Figure 2. The proposed mechanism of the alcohol-induced autophagy in the liver

Cellular receptors trigger the autophagy following the classic 4 stages, as described in the text. Alcohol exposure triggers autophagy. Alcohol and/or its metabolites inhibit the mTOR pathway thus releasing its inhibition of autophagy. The effect of alcohol on protein in the final stages of autophagy, namely autophagosome-lysosome fusion, and on catabolism of cargo proteins is still unclear. The existence of alcohol-induced mitophagy is unknown. The effect of alcohol on receptor-initiated autophagy and their downstream signaling pathways remain largely unexplored. Known effects are depicted with lines and arrows; unknowns are depicted with “?” sign; the up- and down-regulation is depicted by the orientation of the arrows.

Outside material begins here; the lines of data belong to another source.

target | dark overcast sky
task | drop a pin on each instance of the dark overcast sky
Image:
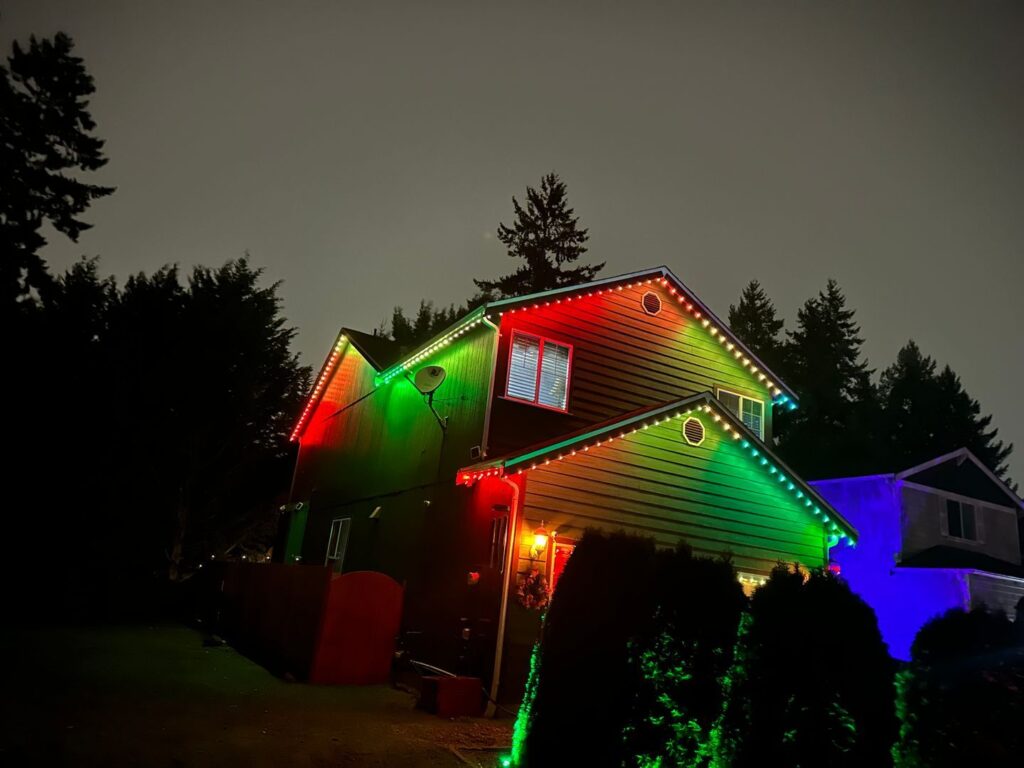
(364, 153)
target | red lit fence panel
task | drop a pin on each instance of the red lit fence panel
(356, 642)
(312, 624)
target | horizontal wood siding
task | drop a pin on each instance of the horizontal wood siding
(383, 439)
(623, 359)
(714, 496)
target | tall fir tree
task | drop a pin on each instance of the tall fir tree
(547, 237)
(758, 326)
(927, 413)
(45, 140)
(832, 433)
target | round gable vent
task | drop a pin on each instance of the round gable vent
(651, 302)
(693, 431)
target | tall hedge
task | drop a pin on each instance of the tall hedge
(812, 684)
(961, 700)
(582, 691)
(633, 650)
(681, 655)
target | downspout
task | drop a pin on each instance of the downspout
(511, 549)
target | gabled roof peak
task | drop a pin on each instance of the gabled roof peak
(388, 368)
(578, 443)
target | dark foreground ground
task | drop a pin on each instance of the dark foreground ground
(156, 696)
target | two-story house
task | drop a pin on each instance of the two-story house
(459, 466)
(942, 535)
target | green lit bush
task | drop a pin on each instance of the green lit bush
(634, 647)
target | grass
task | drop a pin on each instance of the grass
(157, 696)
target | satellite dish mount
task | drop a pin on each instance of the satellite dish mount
(427, 380)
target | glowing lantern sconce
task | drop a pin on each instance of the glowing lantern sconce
(540, 541)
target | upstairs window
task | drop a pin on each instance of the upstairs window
(750, 411)
(960, 520)
(539, 371)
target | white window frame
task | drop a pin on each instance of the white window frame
(340, 541)
(739, 416)
(974, 513)
(540, 365)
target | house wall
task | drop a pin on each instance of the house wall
(997, 592)
(925, 525)
(715, 496)
(370, 445)
(623, 359)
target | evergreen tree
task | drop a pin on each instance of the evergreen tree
(45, 137)
(547, 237)
(755, 322)
(928, 413)
(832, 433)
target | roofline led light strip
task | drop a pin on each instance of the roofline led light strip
(778, 396)
(322, 381)
(610, 434)
(469, 324)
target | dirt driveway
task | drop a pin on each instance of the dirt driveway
(156, 696)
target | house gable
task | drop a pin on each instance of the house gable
(713, 356)
(364, 436)
(961, 472)
(624, 357)
(722, 493)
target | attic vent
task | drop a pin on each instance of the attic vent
(693, 431)
(651, 302)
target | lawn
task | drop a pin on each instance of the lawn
(157, 696)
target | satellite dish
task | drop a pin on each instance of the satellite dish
(429, 378)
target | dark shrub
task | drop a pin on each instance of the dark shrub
(961, 701)
(632, 654)
(812, 684)
(581, 691)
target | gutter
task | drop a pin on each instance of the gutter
(511, 548)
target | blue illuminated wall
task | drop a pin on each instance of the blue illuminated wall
(903, 599)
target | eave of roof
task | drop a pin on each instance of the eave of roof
(571, 445)
(487, 313)
(942, 556)
(380, 352)
(966, 455)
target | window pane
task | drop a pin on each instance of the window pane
(952, 518)
(753, 416)
(522, 367)
(554, 375)
(730, 400)
(967, 517)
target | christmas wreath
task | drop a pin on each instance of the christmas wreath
(532, 592)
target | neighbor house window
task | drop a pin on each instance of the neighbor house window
(539, 371)
(338, 541)
(960, 520)
(748, 410)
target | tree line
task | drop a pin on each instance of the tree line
(850, 423)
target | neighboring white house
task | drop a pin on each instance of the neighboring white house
(942, 535)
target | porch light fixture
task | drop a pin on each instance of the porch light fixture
(540, 541)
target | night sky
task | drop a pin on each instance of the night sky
(365, 153)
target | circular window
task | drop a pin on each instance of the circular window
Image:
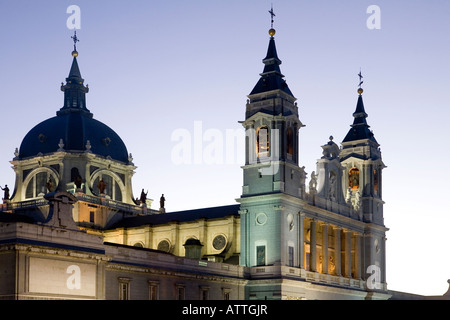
(164, 245)
(219, 242)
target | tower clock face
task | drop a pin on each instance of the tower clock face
(219, 242)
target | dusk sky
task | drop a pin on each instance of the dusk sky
(160, 69)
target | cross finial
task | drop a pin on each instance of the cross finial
(272, 14)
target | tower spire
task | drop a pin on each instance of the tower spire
(74, 89)
(360, 129)
(272, 15)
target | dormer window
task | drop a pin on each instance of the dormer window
(353, 178)
(262, 142)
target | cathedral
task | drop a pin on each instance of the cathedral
(72, 229)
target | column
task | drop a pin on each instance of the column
(337, 250)
(348, 254)
(301, 247)
(313, 247)
(358, 255)
(325, 248)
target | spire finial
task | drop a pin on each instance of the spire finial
(75, 40)
(272, 14)
(360, 90)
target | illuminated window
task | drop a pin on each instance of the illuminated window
(40, 184)
(262, 142)
(124, 288)
(204, 293)
(181, 292)
(110, 187)
(290, 256)
(261, 255)
(153, 290)
(290, 141)
(353, 178)
(375, 181)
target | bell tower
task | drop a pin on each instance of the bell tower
(273, 181)
(361, 159)
(362, 164)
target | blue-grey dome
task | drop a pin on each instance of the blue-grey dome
(75, 129)
(74, 126)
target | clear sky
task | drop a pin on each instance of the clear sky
(157, 69)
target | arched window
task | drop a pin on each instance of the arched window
(107, 184)
(353, 178)
(40, 182)
(262, 142)
(290, 141)
(375, 181)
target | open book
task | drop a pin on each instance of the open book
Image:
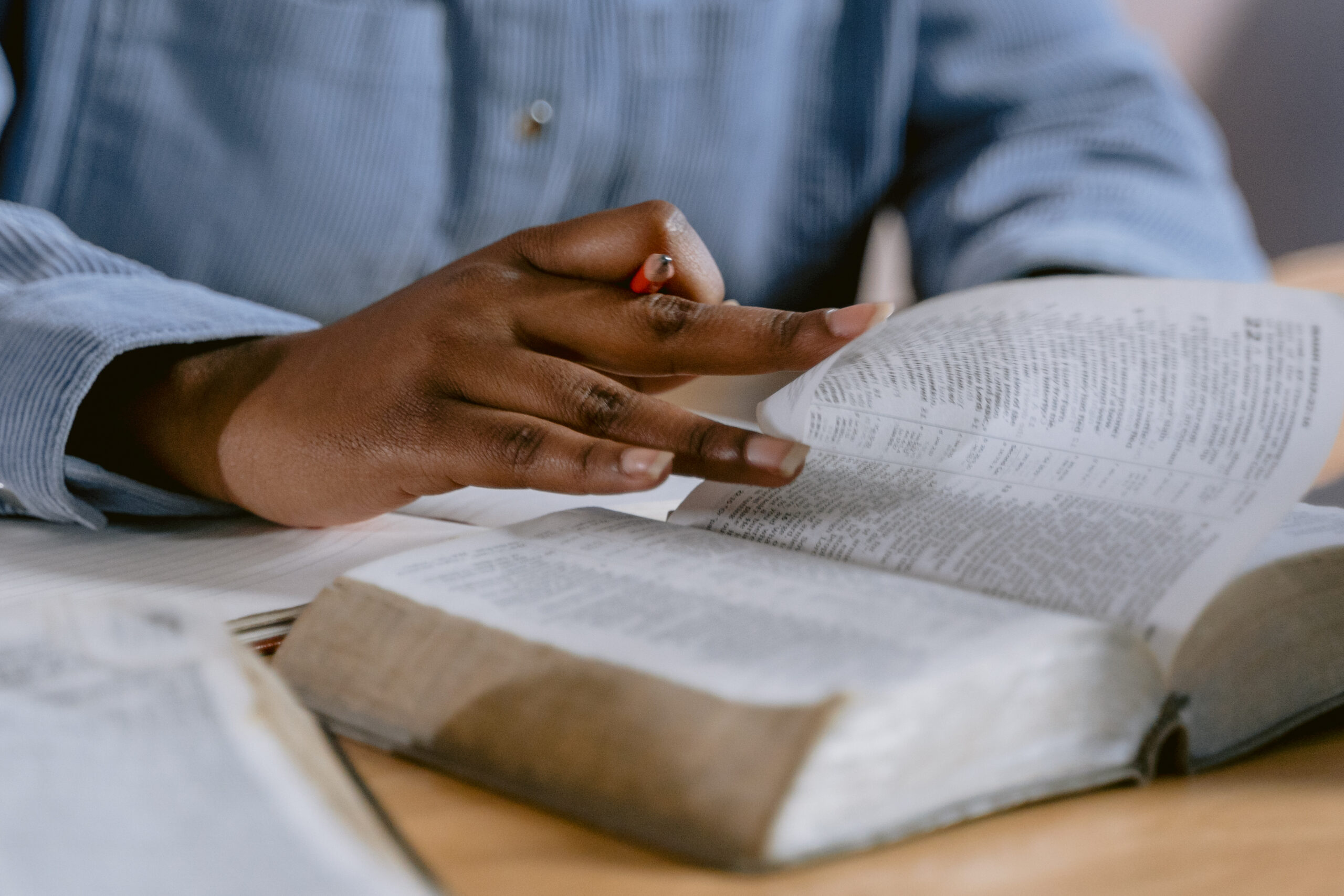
(145, 754)
(1033, 551)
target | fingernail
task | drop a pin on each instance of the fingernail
(648, 464)
(777, 456)
(858, 320)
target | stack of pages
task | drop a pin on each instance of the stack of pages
(1046, 541)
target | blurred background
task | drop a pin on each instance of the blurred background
(1272, 71)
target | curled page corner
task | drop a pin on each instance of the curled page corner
(785, 413)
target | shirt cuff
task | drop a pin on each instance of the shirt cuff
(56, 336)
(1016, 248)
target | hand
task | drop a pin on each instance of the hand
(519, 366)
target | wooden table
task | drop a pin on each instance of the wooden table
(1270, 824)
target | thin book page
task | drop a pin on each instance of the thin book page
(742, 621)
(495, 508)
(233, 567)
(1107, 446)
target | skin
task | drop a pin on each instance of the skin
(526, 364)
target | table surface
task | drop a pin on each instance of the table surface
(1270, 824)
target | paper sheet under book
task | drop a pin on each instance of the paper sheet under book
(135, 763)
(233, 567)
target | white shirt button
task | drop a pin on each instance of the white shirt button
(534, 119)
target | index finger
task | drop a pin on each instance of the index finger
(609, 246)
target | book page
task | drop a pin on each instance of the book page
(738, 620)
(1304, 530)
(135, 765)
(233, 567)
(1107, 446)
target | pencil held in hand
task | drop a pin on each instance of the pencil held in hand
(655, 272)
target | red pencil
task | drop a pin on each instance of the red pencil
(655, 272)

Figure 3. Scheme of Type 1 and Type 2 mitophagy

In nutrient deprivation-induced (Type 1) mitophagy, activation of Beclin1/PI3K leads to formation of an GFP-LC3-labeled phagophore, which closes with onset of the MPT to form a mitophagosome. The mitophagosome so formed then fuses with lysosomes in a PI3K-dependent fashion to form an autolysosome where acidic digestion of the entrapped organelle occurs. In photodamage-induced (Type 2) mitophagy, photoirradiation through ROS generation causes MPT onset and mitochondrial depolarization. Membrane vesicles containing GFP-LC3 attach to the depolarized mitochondria and coalesce to form a mitophagosome in a PI3K-independent fashion. The mitophagosome is then processed in a fashion identical to the Type 1 pathway.